Greg sent me some photos of the hydros he is building using axial flux alternators to provide direct single-phase AC for sites in Papua, Indonesia. Here is some information. Greg’s email is firstname.lastname@example.org
These are single phase units, 240VAC, 50Hz.
The first model (I made 6 units about 6 years ago) had magnets secured with a Stainless steel band and fibreglass epoxy. magnets are 60mm diameter. It is capable of up to 2.8kW (1000RPM). Measured efficiency was around 93%.
I started on 18 “Mark 2 machines” about 4 years ago, but life intervened and they have been on hold since. I’d be happy make a little report with a few more details if you think people would be interested.

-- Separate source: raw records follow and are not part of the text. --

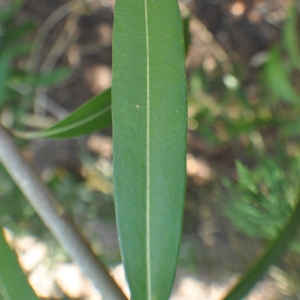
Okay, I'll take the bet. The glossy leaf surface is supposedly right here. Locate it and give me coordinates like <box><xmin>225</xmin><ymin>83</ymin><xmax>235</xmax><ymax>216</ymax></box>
<box><xmin>0</xmin><ymin>229</ymin><xmax>38</xmax><ymax>300</ymax></box>
<box><xmin>112</xmin><ymin>0</ymin><xmax>186</xmax><ymax>300</ymax></box>
<box><xmin>15</xmin><ymin>89</ymin><xmax>111</xmax><ymax>139</ymax></box>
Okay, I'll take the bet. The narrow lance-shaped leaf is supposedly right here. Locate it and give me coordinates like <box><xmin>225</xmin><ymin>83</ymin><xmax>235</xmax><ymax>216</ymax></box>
<box><xmin>0</xmin><ymin>228</ymin><xmax>38</xmax><ymax>300</ymax></box>
<box><xmin>112</xmin><ymin>0</ymin><xmax>186</xmax><ymax>300</ymax></box>
<box><xmin>14</xmin><ymin>89</ymin><xmax>111</xmax><ymax>139</ymax></box>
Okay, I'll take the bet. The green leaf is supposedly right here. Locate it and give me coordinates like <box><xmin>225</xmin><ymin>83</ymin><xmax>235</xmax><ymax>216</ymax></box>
<box><xmin>0</xmin><ymin>55</ymin><xmax>11</xmax><ymax>107</ymax></box>
<box><xmin>0</xmin><ymin>230</ymin><xmax>38</xmax><ymax>300</ymax></box>
<box><xmin>14</xmin><ymin>89</ymin><xmax>111</xmax><ymax>139</ymax></box>
<box><xmin>283</xmin><ymin>5</ymin><xmax>300</xmax><ymax>70</ymax></box>
<box><xmin>112</xmin><ymin>0</ymin><xmax>187</xmax><ymax>300</ymax></box>
<box><xmin>224</xmin><ymin>191</ymin><xmax>300</xmax><ymax>300</ymax></box>
<box><xmin>264</xmin><ymin>48</ymin><xmax>300</xmax><ymax>105</ymax></box>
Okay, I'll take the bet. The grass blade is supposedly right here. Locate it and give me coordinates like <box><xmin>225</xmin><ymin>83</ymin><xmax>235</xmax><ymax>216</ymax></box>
<box><xmin>112</xmin><ymin>0</ymin><xmax>186</xmax><ymax>300</ymax></box>
<box><xmin>224</xmin><ymin>191</ymin><xmax>300</xmax><ymax>300</ymax></box>
<box><xmin>0</xmin><ymin>229</ymin><xmax>38</xmax><ymax>300</ymax></box>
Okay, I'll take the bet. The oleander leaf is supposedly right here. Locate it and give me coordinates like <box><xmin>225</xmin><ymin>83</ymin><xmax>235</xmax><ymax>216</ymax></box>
<box><xmin>112</xmin><ymin>0</ymin><xmax>187</xmax><ymax>300</ymax></box>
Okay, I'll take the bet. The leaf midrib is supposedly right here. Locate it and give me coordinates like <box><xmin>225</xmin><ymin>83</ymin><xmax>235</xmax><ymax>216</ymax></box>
<box><xmin>144</xmin><ymin>0</ymin><xmax>152</xmax><ymax>300</ymax></box>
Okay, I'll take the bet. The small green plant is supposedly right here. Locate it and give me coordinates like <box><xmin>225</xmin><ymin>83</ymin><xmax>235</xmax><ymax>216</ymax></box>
<box><xmin>224</xmin><ymin>158</ymin><xmax>300</xmax><ymax>250</ymax></box>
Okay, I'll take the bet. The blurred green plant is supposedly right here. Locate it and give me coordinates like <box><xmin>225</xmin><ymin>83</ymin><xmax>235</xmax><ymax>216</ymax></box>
<box><xmin>0</xmin><ymin>1</ymin><xmax>70</xmax><ymax>126</ymax></box>
<box><xmin>223</xmin><ymin>158</ymin><xmax>300</xmax><ymax>252</ymax></box>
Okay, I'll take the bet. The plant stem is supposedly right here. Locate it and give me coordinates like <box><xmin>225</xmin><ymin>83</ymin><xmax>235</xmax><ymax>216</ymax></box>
<box><xmin>223</xmin><ymin>186</ymin><xmax>300</xmax><ymax>300</ymax></box>
<box><xmin>0</xmin><ymin>125</ymin><xmax>126</xmax><ymax>300</ymax></box>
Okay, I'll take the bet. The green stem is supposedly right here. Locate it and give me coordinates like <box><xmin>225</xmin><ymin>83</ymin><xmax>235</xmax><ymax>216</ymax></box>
<box><xmin>223</xmin><ymin>190</ymin><xmax>300</xmax><ymax>300</ymax></box>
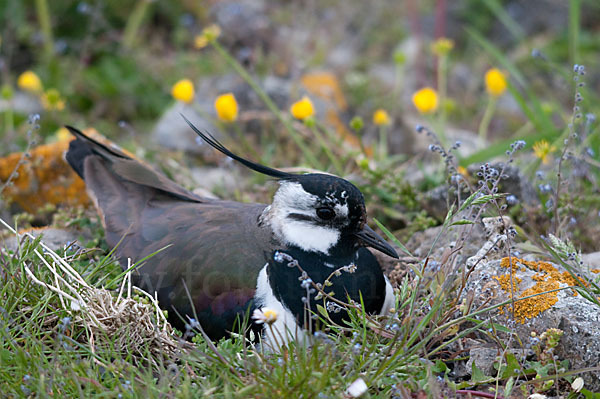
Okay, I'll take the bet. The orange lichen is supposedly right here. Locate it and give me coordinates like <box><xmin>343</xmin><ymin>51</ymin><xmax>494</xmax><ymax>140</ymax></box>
<box><xmin>0</xmin><ymin>129</ymin><xmax>130</xmax><ymax>213</ymax></box>
<box><xmin>0</xmin><ymin>141</ymin><xmax>89</xmax><ymax>213</ymax></box>
<box><xmin>495</xmin><ymin>258</ymin><xmax>585</xmax><ymax>324</ymax></box>
<box><xmin>494</xmin><ymin>274</ymin><xmax>522</xmax><ymax>292</ymax></box>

The second model is still under construction, but utilises aluminium magnet keepers for more positive magnet security and better cooling air flow. I also did a bit of coil shape optimisation (magnetic field computer simulation). I have a 6 pole (1000RPM) and 4 pole(1500RPM) version. I calculate that these machines will be capable of 4~6kW maximum, partly due to larger magnets and lower coil resistance, but mainly due to better cooling.

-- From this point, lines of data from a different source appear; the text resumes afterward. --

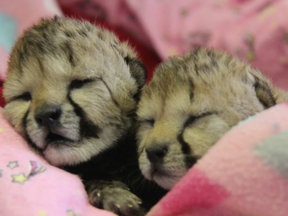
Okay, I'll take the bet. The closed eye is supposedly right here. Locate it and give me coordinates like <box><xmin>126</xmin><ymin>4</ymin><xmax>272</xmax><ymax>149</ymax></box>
<box><xmin>69</xmin><ymin>79</ymin><xmax>94</xmax><ymax>90</ymax></box>
<box><xmin>141</xmin><ymin>119</ymin><xmax>155</xmax><ymax>126</ymax></box>
<box><xmin>13</xmin><ymin>92</ymin><xmax>32</xmax><ymax>101</ymax></box>
<box><xmin>184</xmin><ymin>112</ymin><xmax>214</xmax><ymax>128</ymax></box>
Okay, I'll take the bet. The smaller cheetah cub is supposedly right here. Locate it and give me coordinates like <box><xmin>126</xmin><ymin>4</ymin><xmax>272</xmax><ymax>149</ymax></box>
<box><xmin>137</xmin><ymin>48</ymin><xmax>287</xmax><ymax>189</ymax></box>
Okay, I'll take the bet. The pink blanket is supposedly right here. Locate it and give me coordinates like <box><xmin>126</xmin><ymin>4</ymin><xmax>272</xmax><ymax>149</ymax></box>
<box><xmin>148</xmin><ymin>103</ymin><xmax>288</xmax><ymax>216</ymax></box>
<box><xmin>0</xmin><ymin>0</ymin><xmax>288</xmax><ymax>216</ymax></box>
<box><xmin>0</xmin><ymin>97</ymin><xmax>288</xmax><ymax>216</ymax></box>
<box><xmin>58</xmin><ymin>0</ymin><xmax>288</xmax><ymax>90</ymax></box>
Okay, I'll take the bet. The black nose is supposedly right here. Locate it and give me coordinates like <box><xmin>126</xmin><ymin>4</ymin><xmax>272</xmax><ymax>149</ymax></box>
<box><xmin>35</xmin><ymin>107</ymin><xmax>61</xmax><ymax>127</ymax></box>
<box><xmin>146</xmin><ymin>145</ymin><xmax>168</xmax><ymax>163</ymax></box>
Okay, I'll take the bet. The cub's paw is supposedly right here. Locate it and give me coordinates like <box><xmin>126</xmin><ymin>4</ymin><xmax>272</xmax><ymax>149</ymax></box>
<box><xmin>88</xmin><ymin>181</ymin><xmax>145</xmax><ymax>216</ymax></box>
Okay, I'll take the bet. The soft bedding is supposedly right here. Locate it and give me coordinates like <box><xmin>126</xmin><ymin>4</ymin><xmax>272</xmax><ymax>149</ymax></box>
<box><xmin>0</xmin><ymin>0</ymin><xmax>288</xmax><ymax>216</ymax></box>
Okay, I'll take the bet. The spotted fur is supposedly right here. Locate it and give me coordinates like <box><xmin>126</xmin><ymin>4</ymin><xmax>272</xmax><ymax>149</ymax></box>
<box><xmin>137</xmin><ymin>48</ymin><xmax>287</xmax><ymax>189</ymax></box>
<box><xmin>4</xmin><ymin>17</ymin><xmax>164</xmax><ymax>215</ymax></box>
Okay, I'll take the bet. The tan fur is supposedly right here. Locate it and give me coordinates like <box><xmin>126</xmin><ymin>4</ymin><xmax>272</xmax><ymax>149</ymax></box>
<box><xmin>3</xmin><ymin>17</ymin><xmax>152</xmax><ymax>215</ymax></box>
<box><xmin>137</xmin><ymin>48</ymin><xmax>287</xmax><ymax>189</ymax></box>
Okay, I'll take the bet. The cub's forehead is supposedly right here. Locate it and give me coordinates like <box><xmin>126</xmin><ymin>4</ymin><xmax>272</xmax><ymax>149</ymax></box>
<box><xmin>8</xmin><ymin>17</ymin><xmax>136</xmax><ymax>79</ymax></box>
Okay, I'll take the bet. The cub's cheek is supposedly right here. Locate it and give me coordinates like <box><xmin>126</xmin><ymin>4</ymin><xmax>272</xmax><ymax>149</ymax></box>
<box><xmin>4</xmin><ymin>101</ymin><xmax>30</xmax><ymax>135</ymax></box>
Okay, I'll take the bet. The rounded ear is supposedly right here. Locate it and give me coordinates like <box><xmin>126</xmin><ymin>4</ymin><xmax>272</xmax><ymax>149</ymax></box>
<box><xmin>251</xmin><ymin>74</ymin><xmax>276</xmax><ymax>109</ymax></box>
<box><xmin>124</xmin><ymin>56</ymin><xmax>147</xmax><ymax>100</ymax></box>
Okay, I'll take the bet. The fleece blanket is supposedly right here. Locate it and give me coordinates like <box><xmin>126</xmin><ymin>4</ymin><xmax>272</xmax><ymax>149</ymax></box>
<box><xmin>0</xmin><ymin>91</ymin><xmax>288</xmax><ymax>216</ymax></box>
<box><xmin>0</xmin><ymin>0</ymin><xmax>288</xmax><ymax>216</ymax></box>
<box><xmin>58</xmin><ymin>0</ymin><xmax>288</xmax><ymax>90</ymax></box>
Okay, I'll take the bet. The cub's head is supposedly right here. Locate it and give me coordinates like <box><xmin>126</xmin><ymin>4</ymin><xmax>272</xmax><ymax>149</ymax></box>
<box><xmin>137</xmin><ymin>49</ymin><xmax>287</xmax><ymax>189</ymax></box>
<box><xmin>4</xmin><ymin>17</ymin><xmax>146</xmax><ymax>166</ymax></box>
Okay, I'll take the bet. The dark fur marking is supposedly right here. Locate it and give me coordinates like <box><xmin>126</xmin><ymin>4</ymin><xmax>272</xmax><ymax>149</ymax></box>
<box><xmin>177</xmin><ymin>130</ymin><xmax>198</xmax><ymax>169</ymax></box>
<box><xmin>124</xmin><ymin>56</ymin><xmax>147</xmax><ymax>101</ymax></box>
<box><xmin>67</xmin><ymin>95</ymin><xmax>101</xmax><ymax>138</ymax></box>
<box><xmin>189</xmin><ymin>80</ymin><xmax>194</xmax><ymax>101</ymax></box>
<box><xmin>78</xmin><ymin>30</ymin><xmax>88</xmax><ymax>37</ymax></box>
<box><xmin>97</xmin><ymin>32</ymin><xmax>104</xmax><ymax>40</ymax></box>
<box><xmin>100</xmin><ymin>79</ymin><xmax>120</xmax><ymax>109</ymax></box>
<box><xmin>62</xmin><ymin>127</ymin><xmax>167</xmax><ymax>209</ymax></box>
<box><xmin>22</xmin><ymin>110</ymin><xmax>43</xmax><ymax>153</ymax></box>
<box><xmin>64</xmin><ymin>31</ymin><xmax>75</xmax><ymax>38</ymax></box>
<box><xmin>177</xmin><ymin>133</ymin><xmax>191</xmax><ymax>155</ymax></box>
<box><xmin>65</xmin><ymin>42</ymin><xmax>76</xmax><ymax>67</ymax></box>
<box><xmin>252</xmin><ymin>74</ymin><xmax>276</xmax><ymax>109</ymax></box>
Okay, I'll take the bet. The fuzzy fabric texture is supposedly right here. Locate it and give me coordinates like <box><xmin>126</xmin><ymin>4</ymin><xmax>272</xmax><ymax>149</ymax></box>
<box><xmin>58</xmin><ymin>0</ymin><xmax>288</xmax><ymax>90</ymax></box>
<box><xmin>148</xmin><ymin>103</ymin><xmax>288</xmax><ymax>216</ymax></box>
<box><xmin>0</xmin><ymin>0</ymin><xmax>288</xmax><ymax>216</ymax></box>
<box><xmin>0</xmin><ymin>94</ymin><xmax>288</xmax><ymax>216</ymax></box>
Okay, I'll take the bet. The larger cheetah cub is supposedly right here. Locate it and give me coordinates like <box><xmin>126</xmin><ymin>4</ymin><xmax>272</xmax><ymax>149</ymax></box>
<box><xmin>137</xmin><ymin>48</ymin><xmax>287</xmax><ymax>189</ymax></box>
<box><xmin>4</xmin><ymin>17</ymin><xmax>163</xmax><ymax>215</ymax></box>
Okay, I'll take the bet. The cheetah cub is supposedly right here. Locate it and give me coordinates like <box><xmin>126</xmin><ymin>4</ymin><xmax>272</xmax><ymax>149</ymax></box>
<box><xmin>137</xmin><ymin>48</ymin><xmax>287</xmax><ymax>189</ymax></box>
<box><xmin>4</xmin><ymin>17</ymin><xmax>164</xmax><ymax>215</ymax></box>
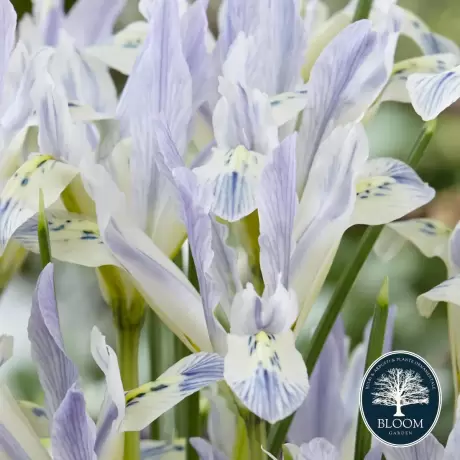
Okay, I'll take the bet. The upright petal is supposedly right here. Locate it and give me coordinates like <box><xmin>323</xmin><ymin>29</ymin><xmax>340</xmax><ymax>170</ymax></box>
<box><xmin>64</xmin><ymin>0</ymin><xmax>126</xmax><ymax>47</ymax></box>
<box><xmin>407</xmin><ymin>66</ymin><xmax>460</xmax><ymax>121</ymax></box>
<box><xmin>224</xmin><ymin>330</ymin><xmax>309</xmax><ymax>423</ymax></box>
<box><xmin>352</xmin><ymin>158</ymin><xmax>435</xmax><ymax>225</ymax></box>
<box><xmin>173</xmin><ymin>168</ymin><xmax>226</xmax><ymax>353</ymax></box>
<box><xmin>258</xmin><ymin>135</ymin><xmax>297</xmax><ymax>295</ymax></box>
<box><xmin>0</xmin><ymin>385</ymin><xmax>50</xmax><ymax>460</ymax></box>
<box><xmin>117</xmin><ymin>0</ymin><xmax>192</xmax><ymax>233</ymax></box>
<box><xmin>32</xmin><ymin>73</ymin><xmax>91</xmax><ymax>166</ymax></box>
<box><xmin>298</xmin><ymin>438</ymin><xmax>340</xmax><ymax>460</ymax></box>
<box><xmin>85</xmin><ymin>21</ymin><xmax>149</xmax><ymax>75</ymax></box>
<box><xmin>230</xmin><ymin>279</ymin><xmax>298</xmax><ymax>336</ymax></box>
<box><xmin>181</xmin><ymin>0</ymin><xmax>212</xmax><ymax>113</ymax></box>
<box><xmin>51</xmin><ymin>386</ymin><xmax>97</xmax><ymax>460</ymax></box>
<box><xmin>194</xmin><ymin>80</ymin><xmax>278</xmax><ymax>222</ymax></box>
<box><xmin>0</xmin><ymin>155</ymin><xmax>78</xmax><ymax>252</ymax></box>
<box><xmin>0</xmin><ymin>423</ymin><xmax>30</xmax><ymax>460</ymax></box>
<box><xmin>0</xmin><ymin>0</ymin><xmax>17</xmax><ymax>100</ymax></box>
<box><xmin>122</xmin><ymin>353</ymin><xmax>224</xmax><ymax>431</ymax></box>
<box><xmin>297</xmin><ymin>20</ymin><xmax>397</xmax><ymax>194</ymax></box>
<box><xmin>33</xmin><ymin>0</ymin><xmax>64</xmax><ymax>46</ymax></box>
<box><xmin>382</xmin><ymin>434</ymin><xmax>445</xmax><ymax>460</ymax></box>
<box><xmin>291</xmin><ymin>125</ymin><xmax>368</xmax><ymax>330</ymax></box>
<box><xmin>288</xmin><ymin>325</ymin><xmax>346</xmax><ymax>446</ymax></box>
<box><xmin>13</xmin><ymin>210</ymin><xmax>118</xmax><ymax>267</ymax></box>
<box><xmin>83</xmin><ymin>165</ymin><xmax>212</xmax><ymax>351</ymax></box>
<box><xmin>28</xmin><ymin>264</ymin><xmax>78</xmax><ymax>419</ymax></box>
<box><xmin>0</xmin><ymin>334</ymin><xmax>13</xmax><ymax>367</ymax></box>
<box><xmin>91</xmin><ymin>326</ymin><xmax>125</xmax><ymax>455</ymax></box>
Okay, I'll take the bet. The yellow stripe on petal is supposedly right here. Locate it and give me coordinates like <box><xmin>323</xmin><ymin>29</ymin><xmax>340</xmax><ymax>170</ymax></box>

My Mark 1 machines had both pelton and turgo turbine options. I used an Eco-innovation plastic pelton wheel for the high head sites, and two sizes of turgo turbine for lower head sites. I bought the buckets from email@example.com in Italy. My Mark 2 machines will also use three different turbine diameters to accommodate different head sites, but they will be turgo turbines only. I am thinking to make my own turgo buckets, possibly by 3D printing…
I went with circular magnets thinking they would give more sinusoidal voltage. Below is the design coil dimensions of my Mark 2, 6-pole generators. The magnets on this machine will be 70mm diameter running at a pitch circle of 88mm. According to the simulation, this gave the best compromise between high magnet flux capture and low copper volume with good sinusoidal waveform. I haven’t actually built one to test yet though.
The machines are regulated with an electronic load controller (dump load controller). The ELC I am using regulate frequency (eg 50Hz). Voltage seem fairly stable as long as frequency is well regulated. (I am working on my own ELC actually, due to shortcomings with some commercial ones we have tried)
Hope you get some joy out of seeing the work of a fellow renewable energy enthusiast!